TSMC's April revenue of NT$410.7 billion (US$12.6 billion) was up 17.5 percent year on year and down 1.1 percent from March, the company's highest April on record and second-highest monthly result ever. Cumulative revenue for the first four months reached NT$1.545 trillion (US$47.4 billion), up 29.9 percent from the same period in 2025.
The headline number was less interesting than the context around it. TSMC's 3nm and 4nm capacity remains fully loaded, advanced packaging is structurally constrained, and the company has guided to second-quarter revenue of US$39 billion to US$40.2 billion with gross margin of 65.5 to 67.5 percent.
In short, supply at the leading edge continues to be tighter than demand even as TSMC continues to accelerate its global build-out. Total US investment commitments now stand at US$165 billion, with a second land parcel acquired in Arizona that is expected to become a standalone Gigafab cluster. 2026 capital expenditure is guided at US$52 billion to US$56 billion, and elevated spending is now projected to continue through 2029 and 2030. The first Arizona fab is already in mass production on N4 and matches Taiwan yields. The second fab targets 3nm in the second half of 2027, the third 2nm, and a fourth fab plus the first Arizona advanced packaging facility are due to break ground in 2026.

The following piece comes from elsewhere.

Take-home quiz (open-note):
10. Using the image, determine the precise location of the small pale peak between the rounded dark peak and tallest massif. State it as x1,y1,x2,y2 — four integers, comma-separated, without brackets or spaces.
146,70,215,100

CoWoS capacity remains a critical bottleneck. Monthly output has risen from roughly 10,000 wafers in 2022 to nearly 70,000 in 2025 and is expected to exceed 130,000 to 140,000 by the end of 2026. The expansion includes the acquisition of Innolux's former Southern Taiwan Science Park plant in Tainan, now being converted into the AP8 site, alongside continued ramps at the P1 and P2 facilities in Zhunan, Miaoli County. Persistent shortages are still spilling demand to OSAT providers including ASE, SPIL and Amkor.
The competitive environment is becoming fiercer. Apple has reportedly reached a future cooperation agreement with Intel for lower-spec M-series chips while keeping its leading-edge products at TSMC. Qualcomm is exploring partial Samsung allocation for lower-tier SoCs while preserving high-end smartphone capacity at TSMC. The pattern is consistent: customers are diversifying older lines while competing harder than ever for TSMC's advanced-node capacity.
April is unlikely to be the high-water mark for the year. Demand visibility, the CoWoS expansion path, and the US capacity ramp all point to elevated revenues continuing through 2026 and into 2027 as Vera Rubin and custom ASICs come online. TSMC's challenge is no longer winning orders but building enough advanced process and CoWoS capacity to ship them to meet rising customer demand.